Chapter 20 Data Binding and MVVM
public class BeatBoxBindingAdapter {
@BindingAdapter("app:soundName")
public static void bindAssetSound(Button button, String assetFileName) {
}
}
Simply create a static method in any class in your project and annotate it with @BindingAdapter,
passing in the name of the attribute you want to bind as a parameter. (Yes, this really works.) Whenever
data binding needs to apply that attribute, it will call your static method.
You will probably think of one or two operations you would like to use data binding with on the
standard library widgets. Many common operations already have binding adapters defined – for
example, TextViewBindingAdapter provides additional attributes for TextView. You can read these
binding adapters yourself by viewing the source in Android Studio. So, before you write your own
solution, type Command+Shift+O (Ctrl+Shift+O) to search for a class, open up the associated binding
adapters file, and check to see whether it already exists.
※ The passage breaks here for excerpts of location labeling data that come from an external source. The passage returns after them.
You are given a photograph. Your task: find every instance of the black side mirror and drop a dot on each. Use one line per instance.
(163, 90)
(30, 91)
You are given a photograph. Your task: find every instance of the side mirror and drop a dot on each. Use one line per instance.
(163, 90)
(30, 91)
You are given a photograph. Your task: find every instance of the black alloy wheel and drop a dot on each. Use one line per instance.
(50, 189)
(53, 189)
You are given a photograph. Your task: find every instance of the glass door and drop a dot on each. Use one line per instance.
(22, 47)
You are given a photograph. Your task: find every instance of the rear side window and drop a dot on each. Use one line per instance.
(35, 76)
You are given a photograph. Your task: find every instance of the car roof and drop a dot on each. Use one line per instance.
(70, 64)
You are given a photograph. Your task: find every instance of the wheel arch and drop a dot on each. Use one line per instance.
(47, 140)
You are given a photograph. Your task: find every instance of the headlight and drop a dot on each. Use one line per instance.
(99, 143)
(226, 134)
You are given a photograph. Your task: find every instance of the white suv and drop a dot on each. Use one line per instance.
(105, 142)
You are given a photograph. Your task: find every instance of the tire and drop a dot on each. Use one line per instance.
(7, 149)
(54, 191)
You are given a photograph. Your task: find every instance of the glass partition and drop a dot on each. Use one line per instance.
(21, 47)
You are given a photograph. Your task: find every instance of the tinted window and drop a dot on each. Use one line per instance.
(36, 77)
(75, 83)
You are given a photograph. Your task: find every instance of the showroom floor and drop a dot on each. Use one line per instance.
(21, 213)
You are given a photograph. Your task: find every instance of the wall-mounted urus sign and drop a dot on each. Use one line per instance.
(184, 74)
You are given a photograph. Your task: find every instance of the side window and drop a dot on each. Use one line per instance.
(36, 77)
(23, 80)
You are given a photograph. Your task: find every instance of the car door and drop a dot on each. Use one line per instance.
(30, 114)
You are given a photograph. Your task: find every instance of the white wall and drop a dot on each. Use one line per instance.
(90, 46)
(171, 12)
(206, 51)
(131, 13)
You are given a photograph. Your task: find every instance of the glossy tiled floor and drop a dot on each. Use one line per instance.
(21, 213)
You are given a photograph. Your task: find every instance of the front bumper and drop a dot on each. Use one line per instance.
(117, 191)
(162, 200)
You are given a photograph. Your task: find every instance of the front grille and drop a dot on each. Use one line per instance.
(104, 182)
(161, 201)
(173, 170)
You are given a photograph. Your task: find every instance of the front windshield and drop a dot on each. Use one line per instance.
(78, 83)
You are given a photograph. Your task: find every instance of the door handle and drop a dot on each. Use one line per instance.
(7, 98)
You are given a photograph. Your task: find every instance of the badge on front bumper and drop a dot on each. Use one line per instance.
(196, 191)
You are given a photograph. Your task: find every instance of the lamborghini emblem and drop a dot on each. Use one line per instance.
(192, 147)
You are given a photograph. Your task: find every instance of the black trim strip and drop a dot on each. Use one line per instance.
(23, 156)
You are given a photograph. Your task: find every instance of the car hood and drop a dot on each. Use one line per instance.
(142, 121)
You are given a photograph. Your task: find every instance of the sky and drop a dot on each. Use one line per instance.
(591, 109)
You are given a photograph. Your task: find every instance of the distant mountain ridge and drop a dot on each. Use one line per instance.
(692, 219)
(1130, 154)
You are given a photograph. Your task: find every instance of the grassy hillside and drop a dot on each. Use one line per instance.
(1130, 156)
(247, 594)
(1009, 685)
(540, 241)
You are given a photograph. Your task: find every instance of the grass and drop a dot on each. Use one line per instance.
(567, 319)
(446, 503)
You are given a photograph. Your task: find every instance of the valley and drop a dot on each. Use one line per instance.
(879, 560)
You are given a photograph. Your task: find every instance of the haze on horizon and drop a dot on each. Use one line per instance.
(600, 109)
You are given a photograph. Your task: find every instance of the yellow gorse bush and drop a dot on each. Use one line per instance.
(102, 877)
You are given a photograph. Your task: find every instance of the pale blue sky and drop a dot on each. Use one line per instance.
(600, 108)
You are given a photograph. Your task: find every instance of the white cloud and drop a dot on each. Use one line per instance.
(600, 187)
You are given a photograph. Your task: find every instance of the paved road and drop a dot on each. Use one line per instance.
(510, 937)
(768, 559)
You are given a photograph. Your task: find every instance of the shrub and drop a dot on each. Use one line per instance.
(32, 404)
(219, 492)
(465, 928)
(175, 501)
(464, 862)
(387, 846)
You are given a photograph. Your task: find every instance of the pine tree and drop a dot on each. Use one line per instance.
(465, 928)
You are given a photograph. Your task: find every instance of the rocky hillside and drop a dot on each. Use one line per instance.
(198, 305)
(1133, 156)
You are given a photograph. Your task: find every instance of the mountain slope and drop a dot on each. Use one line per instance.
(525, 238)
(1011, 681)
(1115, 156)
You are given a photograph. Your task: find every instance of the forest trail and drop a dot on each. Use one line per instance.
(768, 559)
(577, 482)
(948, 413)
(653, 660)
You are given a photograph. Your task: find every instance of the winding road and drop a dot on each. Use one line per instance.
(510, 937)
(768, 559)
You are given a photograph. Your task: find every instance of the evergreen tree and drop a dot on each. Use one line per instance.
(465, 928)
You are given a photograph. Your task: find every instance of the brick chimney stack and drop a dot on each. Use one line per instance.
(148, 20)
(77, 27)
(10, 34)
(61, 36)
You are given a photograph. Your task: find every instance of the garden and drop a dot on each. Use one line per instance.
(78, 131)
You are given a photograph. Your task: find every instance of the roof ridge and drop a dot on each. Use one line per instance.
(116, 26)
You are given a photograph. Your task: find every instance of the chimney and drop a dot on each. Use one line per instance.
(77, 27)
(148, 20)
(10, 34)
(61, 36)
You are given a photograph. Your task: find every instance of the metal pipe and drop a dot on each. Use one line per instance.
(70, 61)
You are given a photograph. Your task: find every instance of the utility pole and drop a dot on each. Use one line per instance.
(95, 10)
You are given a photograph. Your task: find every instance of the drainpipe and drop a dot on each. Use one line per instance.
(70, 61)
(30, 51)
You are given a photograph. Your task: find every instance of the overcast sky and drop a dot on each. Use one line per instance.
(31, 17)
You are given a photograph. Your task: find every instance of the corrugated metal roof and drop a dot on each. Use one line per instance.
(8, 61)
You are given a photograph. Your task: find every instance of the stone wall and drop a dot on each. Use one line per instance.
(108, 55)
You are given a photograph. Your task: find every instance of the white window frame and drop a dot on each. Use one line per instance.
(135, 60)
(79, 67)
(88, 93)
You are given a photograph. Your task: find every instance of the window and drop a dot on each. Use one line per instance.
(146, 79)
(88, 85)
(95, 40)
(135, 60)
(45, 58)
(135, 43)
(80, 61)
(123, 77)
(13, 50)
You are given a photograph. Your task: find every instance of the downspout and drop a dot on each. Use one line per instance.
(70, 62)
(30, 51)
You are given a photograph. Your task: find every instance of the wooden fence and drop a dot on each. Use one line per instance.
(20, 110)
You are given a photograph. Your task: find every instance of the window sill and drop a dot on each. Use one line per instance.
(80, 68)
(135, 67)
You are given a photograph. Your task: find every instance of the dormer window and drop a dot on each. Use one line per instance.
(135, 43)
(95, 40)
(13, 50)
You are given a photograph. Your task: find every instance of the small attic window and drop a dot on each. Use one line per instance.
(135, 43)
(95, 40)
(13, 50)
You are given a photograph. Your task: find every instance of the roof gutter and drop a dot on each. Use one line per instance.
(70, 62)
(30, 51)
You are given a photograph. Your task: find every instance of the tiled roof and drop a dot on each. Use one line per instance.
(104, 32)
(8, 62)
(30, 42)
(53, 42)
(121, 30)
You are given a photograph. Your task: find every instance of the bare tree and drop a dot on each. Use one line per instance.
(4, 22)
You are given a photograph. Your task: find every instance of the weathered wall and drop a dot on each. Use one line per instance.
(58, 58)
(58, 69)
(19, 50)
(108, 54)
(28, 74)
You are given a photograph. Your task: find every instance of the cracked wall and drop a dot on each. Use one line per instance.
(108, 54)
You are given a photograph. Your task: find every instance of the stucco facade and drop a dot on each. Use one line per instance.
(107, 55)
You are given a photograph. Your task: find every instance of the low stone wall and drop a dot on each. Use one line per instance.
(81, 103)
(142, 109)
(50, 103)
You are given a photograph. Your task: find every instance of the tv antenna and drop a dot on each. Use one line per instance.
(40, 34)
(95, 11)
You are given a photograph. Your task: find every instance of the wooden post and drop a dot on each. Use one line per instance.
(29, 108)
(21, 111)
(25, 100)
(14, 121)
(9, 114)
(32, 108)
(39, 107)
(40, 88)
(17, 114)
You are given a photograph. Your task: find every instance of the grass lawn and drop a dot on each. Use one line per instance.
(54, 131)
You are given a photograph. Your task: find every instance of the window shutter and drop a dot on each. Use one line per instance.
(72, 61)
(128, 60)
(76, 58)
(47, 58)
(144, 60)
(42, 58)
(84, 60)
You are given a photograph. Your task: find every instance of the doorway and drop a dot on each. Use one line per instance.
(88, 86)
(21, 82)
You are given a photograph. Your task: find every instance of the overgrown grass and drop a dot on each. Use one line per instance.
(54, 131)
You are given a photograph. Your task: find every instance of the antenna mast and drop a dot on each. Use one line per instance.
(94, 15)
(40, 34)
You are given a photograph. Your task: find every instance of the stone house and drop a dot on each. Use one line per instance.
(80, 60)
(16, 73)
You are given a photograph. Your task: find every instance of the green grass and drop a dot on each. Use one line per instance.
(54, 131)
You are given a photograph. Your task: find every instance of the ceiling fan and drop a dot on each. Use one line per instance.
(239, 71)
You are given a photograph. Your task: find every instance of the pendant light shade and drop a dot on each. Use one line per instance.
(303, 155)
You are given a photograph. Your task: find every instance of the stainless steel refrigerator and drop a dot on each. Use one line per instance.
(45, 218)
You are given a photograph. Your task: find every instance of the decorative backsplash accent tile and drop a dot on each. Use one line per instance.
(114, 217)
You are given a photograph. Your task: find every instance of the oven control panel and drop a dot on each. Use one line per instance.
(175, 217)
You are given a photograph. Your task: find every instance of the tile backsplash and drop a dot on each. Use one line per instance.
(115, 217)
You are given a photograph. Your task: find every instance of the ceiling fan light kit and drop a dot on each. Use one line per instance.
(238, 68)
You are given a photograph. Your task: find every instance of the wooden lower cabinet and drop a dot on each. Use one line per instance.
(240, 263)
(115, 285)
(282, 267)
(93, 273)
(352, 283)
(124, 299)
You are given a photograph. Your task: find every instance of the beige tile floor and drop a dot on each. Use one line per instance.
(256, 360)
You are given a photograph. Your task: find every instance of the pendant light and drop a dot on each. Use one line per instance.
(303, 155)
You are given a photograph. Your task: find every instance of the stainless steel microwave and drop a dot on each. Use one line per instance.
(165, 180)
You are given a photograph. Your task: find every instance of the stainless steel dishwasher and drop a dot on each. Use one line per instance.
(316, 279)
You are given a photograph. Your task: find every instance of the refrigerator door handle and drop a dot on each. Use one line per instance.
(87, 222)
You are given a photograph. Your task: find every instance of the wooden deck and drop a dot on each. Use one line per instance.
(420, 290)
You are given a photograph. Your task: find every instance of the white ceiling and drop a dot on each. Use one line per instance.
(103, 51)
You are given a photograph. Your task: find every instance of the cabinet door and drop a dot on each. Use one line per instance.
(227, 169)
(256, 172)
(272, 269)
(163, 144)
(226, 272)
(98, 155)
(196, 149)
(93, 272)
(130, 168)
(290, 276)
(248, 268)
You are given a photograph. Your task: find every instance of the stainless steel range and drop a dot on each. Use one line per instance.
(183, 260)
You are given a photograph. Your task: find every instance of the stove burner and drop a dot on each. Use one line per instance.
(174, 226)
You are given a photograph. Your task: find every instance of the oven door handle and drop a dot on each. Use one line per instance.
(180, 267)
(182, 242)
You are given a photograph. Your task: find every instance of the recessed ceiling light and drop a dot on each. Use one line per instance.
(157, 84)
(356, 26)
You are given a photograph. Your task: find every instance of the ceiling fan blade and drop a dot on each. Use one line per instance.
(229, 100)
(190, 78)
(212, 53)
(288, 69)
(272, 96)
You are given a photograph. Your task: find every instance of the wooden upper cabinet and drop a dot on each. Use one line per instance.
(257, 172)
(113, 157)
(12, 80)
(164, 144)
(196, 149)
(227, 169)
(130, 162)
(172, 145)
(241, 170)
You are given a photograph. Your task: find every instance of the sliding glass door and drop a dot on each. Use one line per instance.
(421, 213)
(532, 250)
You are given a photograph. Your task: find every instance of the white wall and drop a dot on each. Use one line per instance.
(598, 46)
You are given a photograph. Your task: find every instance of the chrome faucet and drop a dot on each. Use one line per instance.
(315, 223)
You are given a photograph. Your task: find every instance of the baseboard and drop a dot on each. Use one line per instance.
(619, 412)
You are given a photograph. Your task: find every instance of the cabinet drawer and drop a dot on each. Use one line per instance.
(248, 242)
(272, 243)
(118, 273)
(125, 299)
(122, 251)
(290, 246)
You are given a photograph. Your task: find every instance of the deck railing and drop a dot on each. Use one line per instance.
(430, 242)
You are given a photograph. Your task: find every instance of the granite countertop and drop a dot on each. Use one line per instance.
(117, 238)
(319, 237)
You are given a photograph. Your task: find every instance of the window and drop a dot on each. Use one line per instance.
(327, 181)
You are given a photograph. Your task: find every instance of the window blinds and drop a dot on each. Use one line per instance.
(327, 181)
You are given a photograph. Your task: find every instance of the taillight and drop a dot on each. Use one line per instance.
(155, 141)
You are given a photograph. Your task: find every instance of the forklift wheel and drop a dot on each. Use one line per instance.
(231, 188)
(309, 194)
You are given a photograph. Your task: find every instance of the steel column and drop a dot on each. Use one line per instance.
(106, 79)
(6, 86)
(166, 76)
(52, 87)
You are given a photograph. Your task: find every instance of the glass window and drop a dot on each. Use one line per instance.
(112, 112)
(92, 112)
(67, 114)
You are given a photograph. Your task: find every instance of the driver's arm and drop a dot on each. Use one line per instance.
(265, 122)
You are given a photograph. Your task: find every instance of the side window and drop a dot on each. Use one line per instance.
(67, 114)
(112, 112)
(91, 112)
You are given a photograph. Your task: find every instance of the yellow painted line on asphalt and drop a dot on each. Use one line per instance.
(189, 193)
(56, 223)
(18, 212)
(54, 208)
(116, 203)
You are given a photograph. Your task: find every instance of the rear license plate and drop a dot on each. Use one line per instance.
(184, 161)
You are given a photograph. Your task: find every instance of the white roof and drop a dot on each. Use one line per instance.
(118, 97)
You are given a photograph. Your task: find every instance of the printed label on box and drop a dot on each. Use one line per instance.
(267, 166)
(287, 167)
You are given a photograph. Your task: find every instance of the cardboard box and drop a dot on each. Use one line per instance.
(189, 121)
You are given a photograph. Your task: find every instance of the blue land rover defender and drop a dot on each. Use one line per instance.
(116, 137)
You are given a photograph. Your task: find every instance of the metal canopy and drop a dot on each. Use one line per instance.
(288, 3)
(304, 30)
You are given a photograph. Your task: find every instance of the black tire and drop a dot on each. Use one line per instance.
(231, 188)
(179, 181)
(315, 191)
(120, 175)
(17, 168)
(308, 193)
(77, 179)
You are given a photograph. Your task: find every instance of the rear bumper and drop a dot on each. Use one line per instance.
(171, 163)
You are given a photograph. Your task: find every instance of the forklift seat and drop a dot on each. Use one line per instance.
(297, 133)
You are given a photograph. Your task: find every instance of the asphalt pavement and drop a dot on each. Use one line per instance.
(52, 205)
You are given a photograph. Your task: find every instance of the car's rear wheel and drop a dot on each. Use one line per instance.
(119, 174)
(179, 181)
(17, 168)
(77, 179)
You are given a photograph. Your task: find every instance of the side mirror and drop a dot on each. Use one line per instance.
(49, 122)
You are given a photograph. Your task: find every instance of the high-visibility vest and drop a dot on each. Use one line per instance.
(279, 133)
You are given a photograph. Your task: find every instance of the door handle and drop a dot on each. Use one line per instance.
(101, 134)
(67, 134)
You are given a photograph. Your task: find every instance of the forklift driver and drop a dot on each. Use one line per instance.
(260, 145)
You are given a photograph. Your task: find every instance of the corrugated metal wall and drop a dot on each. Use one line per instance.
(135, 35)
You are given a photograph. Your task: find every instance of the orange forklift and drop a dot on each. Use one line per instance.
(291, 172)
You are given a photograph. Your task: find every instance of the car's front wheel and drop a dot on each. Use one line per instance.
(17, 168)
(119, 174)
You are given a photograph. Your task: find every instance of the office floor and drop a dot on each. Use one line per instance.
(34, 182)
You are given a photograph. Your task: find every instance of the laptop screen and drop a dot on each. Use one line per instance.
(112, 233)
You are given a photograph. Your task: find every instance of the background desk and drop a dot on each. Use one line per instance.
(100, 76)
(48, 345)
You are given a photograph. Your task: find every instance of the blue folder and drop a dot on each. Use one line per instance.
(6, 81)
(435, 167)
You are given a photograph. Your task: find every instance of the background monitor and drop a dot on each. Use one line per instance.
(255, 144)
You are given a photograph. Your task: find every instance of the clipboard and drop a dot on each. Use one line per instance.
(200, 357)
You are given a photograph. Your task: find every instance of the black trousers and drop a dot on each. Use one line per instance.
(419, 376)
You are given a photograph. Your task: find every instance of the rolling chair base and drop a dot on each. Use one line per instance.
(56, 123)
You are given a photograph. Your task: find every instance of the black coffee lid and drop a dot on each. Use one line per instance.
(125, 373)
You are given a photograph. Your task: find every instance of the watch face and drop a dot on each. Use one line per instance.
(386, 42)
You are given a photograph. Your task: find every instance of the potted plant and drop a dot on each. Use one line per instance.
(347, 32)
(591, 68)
For the More Curious: Why Assets, Not Resources
Technically, you could have used resources in this chapter instead of assets. Resources can store
sounds. Stash a file like 79_long_scream.wav in res/raw, and you can get at it with the ID
R.raw.79_long_scream. With sounds stored as resources, you can do all the usual resource things, like
having different sounds for different orientations, languages, versions of Android, and so on.
So why did we choose assets? The biggest reason is that BeatBox has a lot of sounds: more than 20
different files. Dealing with them all one by one in the resources system would have been cumbersome.
Resources do not let you ship out all your sounds in one folder, nor do they allow you to give your
resources anything other than a totally flat structure.
This is exactly what the assets system is great for. Assets are like a little file system that ships with
your packaged application. With assets, you can use whatever folder structure you want.
So with assets, if you want to add a new sound file, all you have to do is add it to your sample_sounds
folder. Since they give you this kind of organizational ability, assets are commonly used for loading
graphics and sound in applications that have a lot of those things, like games.
For the More Curious: Non-Assets?
AssetManager has methods called openNonAssetFd(...). You might reasonably ask why a class
dedicated to assets would concern itself with non-assets. We might reasonably answer, “These
aren’t the droids you’re looking for,” so that you might go on believing that you never heard of
openNonAssetFd(...) in the first place. There is no reason that we know of to ever use this method, so
there is no real reason to learn about it. You did buy our book, though. So we might as well throw this
answer out there for fun:
Earlier we said that Android has two systems, assets and resources. The resources system has a nice
lookup system, but some resources are too big to fit inside that system. So these big resources – images
and raw sound files, usually – are actually stored in the assets system. Under the hood, Android opens
these things itself using the openNonAsset methods, not all of which are publicly available.
When would you need to use these? As far as we know, never. And now you know, too.